In data warehouse technology, a multiple dimensional view can be implemented by
ID: 3727824 • Letter: I
Question
In data warehouse technology, a multiple dimensional view can be implemented by a relational database technique (ROLAP), by a multidimensional database technique (MOLAP), or by a hybrid database technique (HOLAP).
a. Briefly describe each implementation technique.
b. For each technique, explain how each of the following functions may be implemented:
1. The generation of a data warehouse (including aggregation)
2. Roll-up
3. Drill-down
4. Incremental updating
c. Which implementation techniques do you prefer, and why?
Explanation / Answer
OLAP :
Online Analytical Processing is a class of tools which can exract and present multi-dimensional data from different points of view. OLAP structures the data in a heirarchal manner. OLAP functions include trend analysis, drilling-down, summarization of data and data rotation.
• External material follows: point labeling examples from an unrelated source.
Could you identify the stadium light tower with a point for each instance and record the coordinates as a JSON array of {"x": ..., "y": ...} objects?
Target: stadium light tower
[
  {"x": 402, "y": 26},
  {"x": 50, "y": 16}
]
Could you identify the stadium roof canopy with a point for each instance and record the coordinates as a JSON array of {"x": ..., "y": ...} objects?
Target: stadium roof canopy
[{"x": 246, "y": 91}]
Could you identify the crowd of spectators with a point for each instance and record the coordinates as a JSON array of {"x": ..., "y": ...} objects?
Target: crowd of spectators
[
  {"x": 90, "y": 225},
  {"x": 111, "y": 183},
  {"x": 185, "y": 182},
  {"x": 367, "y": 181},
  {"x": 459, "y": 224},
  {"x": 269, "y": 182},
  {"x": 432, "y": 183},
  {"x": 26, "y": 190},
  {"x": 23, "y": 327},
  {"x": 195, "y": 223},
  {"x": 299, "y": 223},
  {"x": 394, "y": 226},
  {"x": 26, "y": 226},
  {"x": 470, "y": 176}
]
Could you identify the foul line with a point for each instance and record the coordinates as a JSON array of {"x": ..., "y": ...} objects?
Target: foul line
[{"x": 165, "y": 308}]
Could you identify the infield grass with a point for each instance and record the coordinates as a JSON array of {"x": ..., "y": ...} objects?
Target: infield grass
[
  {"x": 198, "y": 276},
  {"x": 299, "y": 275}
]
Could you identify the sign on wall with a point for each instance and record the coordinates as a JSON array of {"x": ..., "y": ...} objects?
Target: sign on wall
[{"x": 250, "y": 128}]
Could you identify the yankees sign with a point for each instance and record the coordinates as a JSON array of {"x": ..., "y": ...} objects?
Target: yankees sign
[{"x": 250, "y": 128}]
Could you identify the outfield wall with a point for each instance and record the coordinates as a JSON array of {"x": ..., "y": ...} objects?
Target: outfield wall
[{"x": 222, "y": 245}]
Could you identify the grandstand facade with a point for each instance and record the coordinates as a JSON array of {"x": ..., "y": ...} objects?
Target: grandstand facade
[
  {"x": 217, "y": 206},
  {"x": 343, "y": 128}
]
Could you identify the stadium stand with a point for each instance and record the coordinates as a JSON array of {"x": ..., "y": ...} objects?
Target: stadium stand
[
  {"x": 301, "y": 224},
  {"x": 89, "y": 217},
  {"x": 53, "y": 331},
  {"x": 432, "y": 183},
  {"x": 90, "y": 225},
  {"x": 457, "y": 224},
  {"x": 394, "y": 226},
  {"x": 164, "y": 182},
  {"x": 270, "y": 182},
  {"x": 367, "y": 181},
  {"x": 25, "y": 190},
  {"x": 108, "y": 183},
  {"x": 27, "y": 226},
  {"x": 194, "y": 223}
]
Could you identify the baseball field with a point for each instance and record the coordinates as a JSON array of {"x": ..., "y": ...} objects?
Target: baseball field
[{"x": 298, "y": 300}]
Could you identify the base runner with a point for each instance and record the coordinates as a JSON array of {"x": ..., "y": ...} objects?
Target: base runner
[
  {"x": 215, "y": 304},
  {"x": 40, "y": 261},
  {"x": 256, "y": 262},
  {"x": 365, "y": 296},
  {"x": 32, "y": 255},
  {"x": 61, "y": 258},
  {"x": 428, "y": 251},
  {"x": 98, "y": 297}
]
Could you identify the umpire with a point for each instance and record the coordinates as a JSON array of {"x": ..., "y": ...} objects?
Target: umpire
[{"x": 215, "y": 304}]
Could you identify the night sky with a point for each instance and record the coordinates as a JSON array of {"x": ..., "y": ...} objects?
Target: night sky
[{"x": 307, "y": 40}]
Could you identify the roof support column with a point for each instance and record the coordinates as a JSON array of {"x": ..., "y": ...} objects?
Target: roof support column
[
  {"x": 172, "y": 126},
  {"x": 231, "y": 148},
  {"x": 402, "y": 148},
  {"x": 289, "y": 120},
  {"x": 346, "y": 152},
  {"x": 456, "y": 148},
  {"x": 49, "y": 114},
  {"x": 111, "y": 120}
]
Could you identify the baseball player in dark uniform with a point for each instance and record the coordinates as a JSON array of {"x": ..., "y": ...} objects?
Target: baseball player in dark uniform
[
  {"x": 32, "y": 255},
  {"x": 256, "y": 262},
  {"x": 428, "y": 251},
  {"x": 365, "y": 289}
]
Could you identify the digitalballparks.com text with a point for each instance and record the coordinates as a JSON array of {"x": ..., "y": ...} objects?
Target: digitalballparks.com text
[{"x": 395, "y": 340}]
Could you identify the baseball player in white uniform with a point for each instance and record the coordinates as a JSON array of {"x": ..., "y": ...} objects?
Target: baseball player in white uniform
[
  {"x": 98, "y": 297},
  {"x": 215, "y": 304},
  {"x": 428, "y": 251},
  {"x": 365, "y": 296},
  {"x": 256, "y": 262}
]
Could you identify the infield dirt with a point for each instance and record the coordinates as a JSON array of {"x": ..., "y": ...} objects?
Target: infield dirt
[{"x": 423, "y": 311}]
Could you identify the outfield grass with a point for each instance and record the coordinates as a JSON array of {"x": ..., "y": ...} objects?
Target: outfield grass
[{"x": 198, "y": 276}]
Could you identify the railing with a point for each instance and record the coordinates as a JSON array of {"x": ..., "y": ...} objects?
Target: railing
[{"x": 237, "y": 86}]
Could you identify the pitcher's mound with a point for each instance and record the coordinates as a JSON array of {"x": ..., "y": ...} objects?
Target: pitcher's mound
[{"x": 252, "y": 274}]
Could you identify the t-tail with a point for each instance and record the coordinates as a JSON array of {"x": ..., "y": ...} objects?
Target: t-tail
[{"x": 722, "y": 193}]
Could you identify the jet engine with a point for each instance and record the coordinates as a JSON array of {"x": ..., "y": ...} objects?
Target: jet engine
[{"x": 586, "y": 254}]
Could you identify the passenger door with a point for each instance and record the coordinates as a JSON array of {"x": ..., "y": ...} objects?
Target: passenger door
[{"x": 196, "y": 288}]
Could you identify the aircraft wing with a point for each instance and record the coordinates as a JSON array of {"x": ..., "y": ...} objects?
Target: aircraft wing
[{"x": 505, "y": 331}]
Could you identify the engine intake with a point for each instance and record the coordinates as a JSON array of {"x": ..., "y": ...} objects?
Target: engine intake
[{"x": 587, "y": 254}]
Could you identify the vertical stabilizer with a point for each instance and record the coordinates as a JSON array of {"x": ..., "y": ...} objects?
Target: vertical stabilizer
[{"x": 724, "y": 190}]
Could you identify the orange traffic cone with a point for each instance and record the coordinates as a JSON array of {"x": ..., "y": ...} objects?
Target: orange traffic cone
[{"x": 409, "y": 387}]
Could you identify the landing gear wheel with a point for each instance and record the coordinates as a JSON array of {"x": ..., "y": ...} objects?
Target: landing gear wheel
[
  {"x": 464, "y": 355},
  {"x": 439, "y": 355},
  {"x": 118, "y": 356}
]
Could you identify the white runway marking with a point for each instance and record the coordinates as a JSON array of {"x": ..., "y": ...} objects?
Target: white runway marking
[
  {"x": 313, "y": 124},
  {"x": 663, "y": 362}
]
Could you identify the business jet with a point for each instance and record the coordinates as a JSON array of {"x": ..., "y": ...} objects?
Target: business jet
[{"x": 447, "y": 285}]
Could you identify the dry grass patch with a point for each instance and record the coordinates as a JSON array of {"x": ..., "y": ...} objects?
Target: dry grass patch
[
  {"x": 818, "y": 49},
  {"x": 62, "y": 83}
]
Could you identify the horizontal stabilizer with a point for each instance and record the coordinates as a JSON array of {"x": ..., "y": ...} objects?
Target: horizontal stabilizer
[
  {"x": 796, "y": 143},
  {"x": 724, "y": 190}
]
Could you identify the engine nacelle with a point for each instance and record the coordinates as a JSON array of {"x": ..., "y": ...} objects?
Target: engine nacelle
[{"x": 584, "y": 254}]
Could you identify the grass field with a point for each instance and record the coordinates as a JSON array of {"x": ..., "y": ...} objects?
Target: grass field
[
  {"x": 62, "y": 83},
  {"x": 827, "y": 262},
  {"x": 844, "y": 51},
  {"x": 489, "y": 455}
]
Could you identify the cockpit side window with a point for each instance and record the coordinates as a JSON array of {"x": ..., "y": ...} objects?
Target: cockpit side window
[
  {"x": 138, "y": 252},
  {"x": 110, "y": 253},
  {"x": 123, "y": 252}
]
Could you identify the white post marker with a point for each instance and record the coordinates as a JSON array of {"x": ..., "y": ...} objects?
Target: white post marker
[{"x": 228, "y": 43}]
There are three types of OLAP:
1. ROLAP
2. MOLAP
3. HOLAP
1. ROLAP ( Relational OLAP servers):
These servers are found between relational back-end server and client front-end tools. They make use of RDBMSs or extended RDBMSs to store and manage warehouse data and uses OLAP middleware to fill in the gaps. ROLAP servers have the ability to optimize the all back end DBMSs, as well as deployment of aggregation navigation logic and other tools.
i. The generation of data warehouse(including aggregation)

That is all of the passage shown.